Под пологом было достаточно светло – как в пасмурный день. Князев жирно продлил на карте в обе стороны нарушение каньона, потом стал наносить геологию по маршруту.
…В шестиместке наперебой раздавались частые хлопки, затем Матусевич удовлетворенно сказал:
– Ну вот, десять минут аплодисментов – и в пологе ни одного комара!
Тапочкин кряхтя стаскивал сапоги, Левый снял легко, а в правом протерлась сзади подкладка, скрутилась в жгут. Упершись в каблук босой ногой и покраснев от натуги, он обеими руками тянул носок.
– Я тебя, чудака, предупреждал: вырви подкладку сразу! – посмеивайся Высотин, устраиваясь в пологе. – Теперь придется сапог резать, а за новые уже хошь не хошь надо платить.
– Ну и заплачу! – огрызнулся Тапочкин.
– Слышь, парень, нож у меня в чехле у входа висит! – поддержал потеху Шляхов. – Только смотри ногу не покалечь, режь изнутри.
– Идите вы все знаете куда! – закричал Тапочкин и с ожесточением дернул.

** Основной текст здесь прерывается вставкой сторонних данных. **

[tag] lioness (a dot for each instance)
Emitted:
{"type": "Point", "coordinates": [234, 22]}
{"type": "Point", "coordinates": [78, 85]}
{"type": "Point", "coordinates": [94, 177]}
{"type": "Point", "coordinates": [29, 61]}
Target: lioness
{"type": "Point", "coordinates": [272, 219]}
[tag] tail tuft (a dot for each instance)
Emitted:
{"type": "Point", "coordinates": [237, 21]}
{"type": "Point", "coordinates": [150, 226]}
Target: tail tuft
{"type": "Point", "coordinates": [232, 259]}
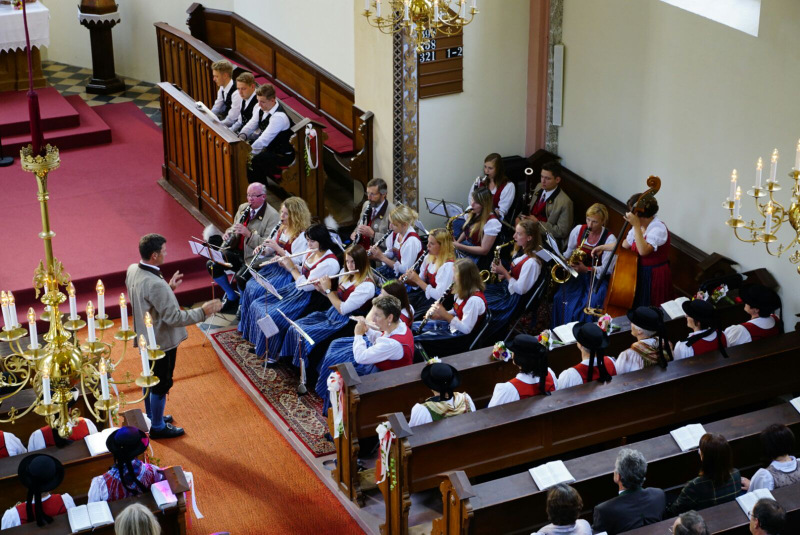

Что-то треснуло, и сапог отлетел.
– Ну, ты здоровяк! – сказал Лобанов. – Тебя под вьюком пускать можно!
…Князев отбросил карандаш, плотно прижал ладони к слипавшимся глазам. В отяжелевшей голове мельтешили обрывки мыслей, ускользающие и несвязные. Что-то не получалось ничего. На планшете широкое поле «горохов», подстилаемых полосой туфов, тянулось до омерзения ровно, упираясь восточным флангом в еще не опоискованное белое пятно. У нарушения «горохи» сползали к северу, как он и раньше заметил, но линия сместителя при этом рисовалась юго-западней, и габбро-долериты оказывались далеко в стороне. А если попробовать провести нарушение по этому прямому ручью?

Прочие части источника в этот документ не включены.